Neoprobe Corp. (NYSE:NEOP) responded to a citizen petition sent to the U.S. Food & Drug Administration today, defending clinical trials of its Lymphoseek radiopharmaceutical.
MSMB Capital Management submitted the petition asking the FDA to block Neoprobe’s application on the grounds that the drug’s pivotal trials suffered from vital mistakes.
Among the allegations are that the trials were not adequately controlled and contained conflicts of interest that may have compromised the integrity of the findings.
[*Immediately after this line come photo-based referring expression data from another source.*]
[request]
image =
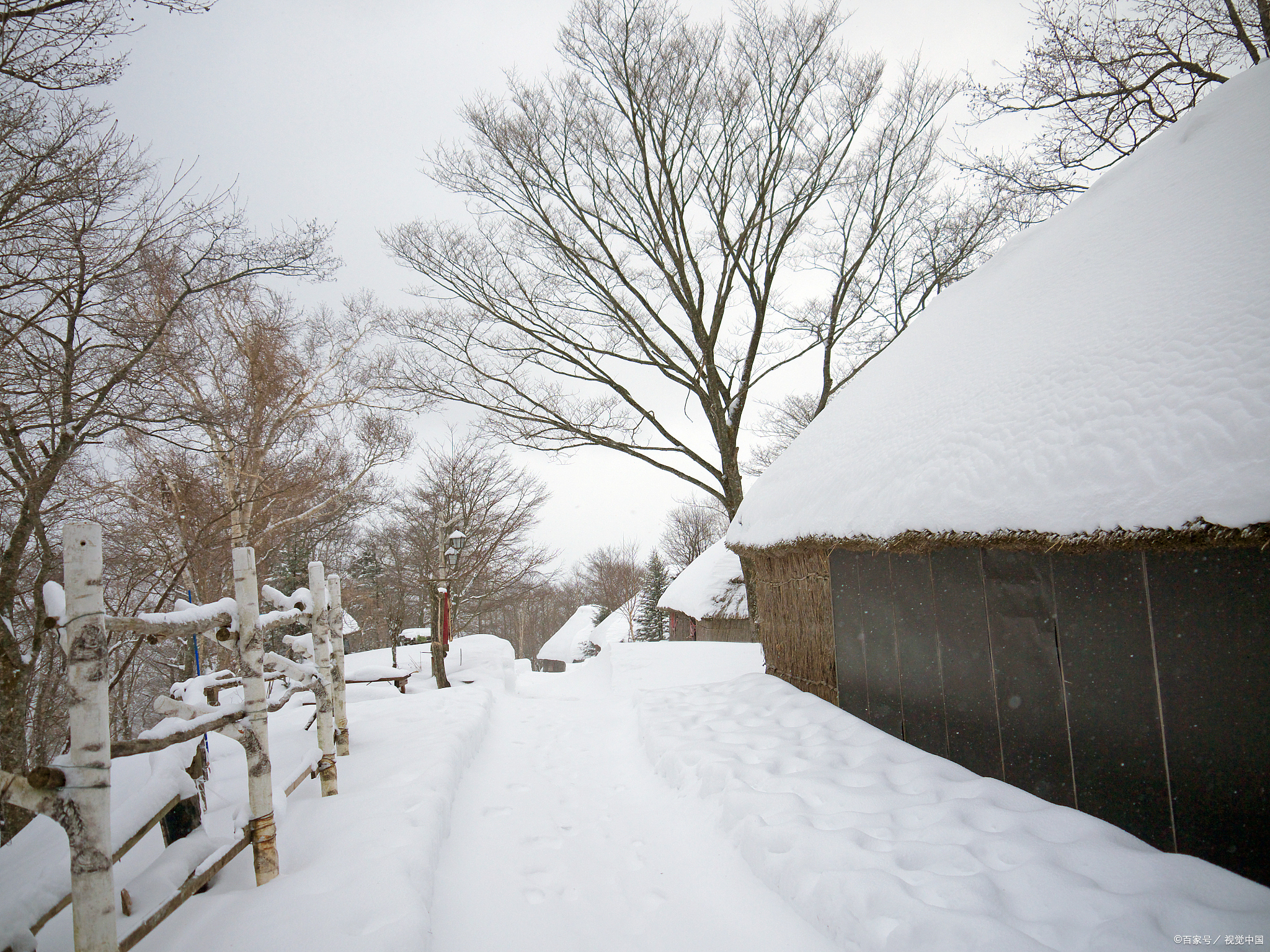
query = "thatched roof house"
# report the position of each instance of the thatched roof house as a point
(1033, 535)
(566, 646)
(706, 601)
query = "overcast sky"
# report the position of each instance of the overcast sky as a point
(326, 108)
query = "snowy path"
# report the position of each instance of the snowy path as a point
(564, 839)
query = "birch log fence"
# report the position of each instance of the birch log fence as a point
(76, 794)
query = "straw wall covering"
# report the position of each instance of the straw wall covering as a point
(796, 621)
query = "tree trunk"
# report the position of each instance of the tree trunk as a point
(337, 664)
(438, 649)
(255, 741)
(322, 655)
(88, 776)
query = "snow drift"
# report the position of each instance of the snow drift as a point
(887, 847)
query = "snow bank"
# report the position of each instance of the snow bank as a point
(566, 645)
(887, 847)
(710, 587)
(375, 671)
(1109, 367)
(35, 866)
(358, 868)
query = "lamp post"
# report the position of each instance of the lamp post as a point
(442, 599)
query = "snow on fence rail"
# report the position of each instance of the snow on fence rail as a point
(76, 794)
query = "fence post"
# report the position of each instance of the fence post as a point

"Approving or considering approval of Lymphoseek would result in substantial danger to cancer patients in the U.S.," the MSMB petition says.
Neoprobe reinforced its study during the American Society of Clinical Oncology meeting in Chicago on Monday, saying that "Neoprobe has conducted the trials in accordance with the parameters discussed and reviewed with FDA." Company officials said they were confident that the application would meet FDA standards, according to a release.
The cancer diagnostics firm disputed the claims in MSMB’s petition, calling the allegations "flawed" and "unfounded".
Critics have been challenging Neoprobe’s trials since TheStreet.com columnist Adam Feuerstein raised an eyebrow at the study in May, shortly after the Dublin, Ohio-based company announced positive findings from Lymphoseek clinical trials.